It’s been almost four years since China’s dairy industry suffered the melamine contamination crisis, but chemical contaminations continue to plague the industry. At the end of June, Shanghai-based Bright Dairy & Food recalled a batch of its Ubest-brand milk products after an investigation revealed the products may have been contaminated with lye, according to the city’s quality and technical supervision bureau.
An investigation by the bureau found food-grade lye that was used to clean pipes had leaked into and contaminated a production line at one of the company’s plants due to a mechanical malfunction during regular maintenance procedures, according to a Shanghai city bureau spokesman.
According to the China Daily, the Shanghai dairy said it had removed the milk, sold in 950-ml packages, from retail shelves and tried to recover those that had already been sold to customers.

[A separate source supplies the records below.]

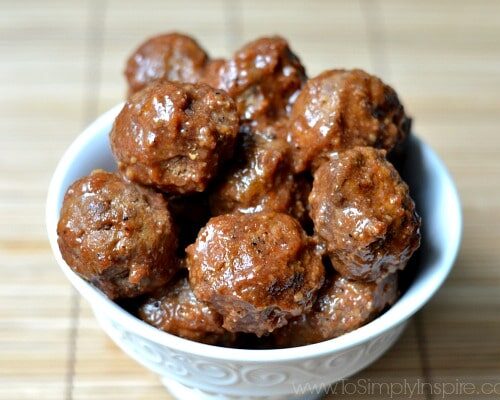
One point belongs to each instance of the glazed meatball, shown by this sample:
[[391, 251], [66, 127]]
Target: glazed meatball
[[363, 211], [117, 235], [342, 306], [175, 309], [174, 135], [341, 109], [260, 179], [190, 213], [264, 77], [257, 270], [170, 56]]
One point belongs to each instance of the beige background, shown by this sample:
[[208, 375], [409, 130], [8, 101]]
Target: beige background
[[60, 66]]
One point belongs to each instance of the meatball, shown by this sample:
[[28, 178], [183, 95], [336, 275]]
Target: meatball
[[171, 56], [264, 77], [342, 306], [117, 235], [174, 135], [363, 211], [190, 213], [175, 309], [257, 270], [341, 109], [260, 179]]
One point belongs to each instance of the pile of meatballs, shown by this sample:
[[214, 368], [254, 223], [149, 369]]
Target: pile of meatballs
[[253, 206]]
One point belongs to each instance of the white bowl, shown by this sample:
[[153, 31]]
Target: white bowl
[[195, 370]]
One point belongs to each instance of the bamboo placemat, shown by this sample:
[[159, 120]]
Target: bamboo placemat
[[61, 64]]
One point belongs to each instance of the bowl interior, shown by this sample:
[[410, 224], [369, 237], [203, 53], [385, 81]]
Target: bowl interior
[[430, 184]]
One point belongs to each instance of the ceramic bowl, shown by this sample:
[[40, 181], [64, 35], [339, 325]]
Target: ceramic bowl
[[194, 370]]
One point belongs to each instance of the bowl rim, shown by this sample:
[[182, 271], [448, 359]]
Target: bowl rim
[[401, 311]]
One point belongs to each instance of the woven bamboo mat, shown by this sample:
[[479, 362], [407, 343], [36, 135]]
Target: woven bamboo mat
[[60, 66]]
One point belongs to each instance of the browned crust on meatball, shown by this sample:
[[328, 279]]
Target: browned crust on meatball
[[117, 235], [341, 109], [170, 56], [174, 136], [260, 177], [264, 77], [257, 270], [362, 210], [176, 310], [342, 306]]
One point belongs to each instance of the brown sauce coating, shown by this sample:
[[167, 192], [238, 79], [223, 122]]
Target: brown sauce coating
[[342, 306], [175, 309], [260, 178], [257, 270], [117, 235], [341, 109], [171, 56], [264, 77], [174, 136], [363, 212]]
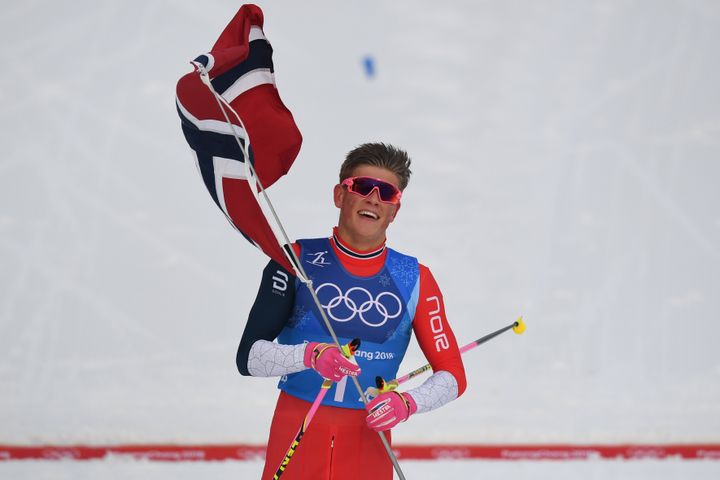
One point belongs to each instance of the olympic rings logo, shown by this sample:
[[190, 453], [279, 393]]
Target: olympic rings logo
[[359, 304]]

In another case of contamination reported in the middle of June, Inner Mongolia Yili Industrial Group, one of China’s biggest dairy product manufacturers, suffered a setback when batches of baby formula were found to contain excessive amounts of mercury. In a statement on its website, the company says it is recalling all formula milk powder for infants in the Quanyou 2, 3 and 4 series produced from November 2011 to May 2012.
At present, China has no standards on mercury limits in milk powder. But to be responsible to consumers, the company decided to recall all related products. Wang Dingmian, former vice-chairman of the Guangdong Dairy Association, told the China Daily the country permits no more than 0.01 milligrams of mercury per kilogram in raw milk.
According to the China Daily, the General Administration of Quality Supervision, Inspection and Quarantine tested 715 samples of infant milk powder brands in the Chinese market, and no sample showed an abnormal level of mercury content except the sample from Yili.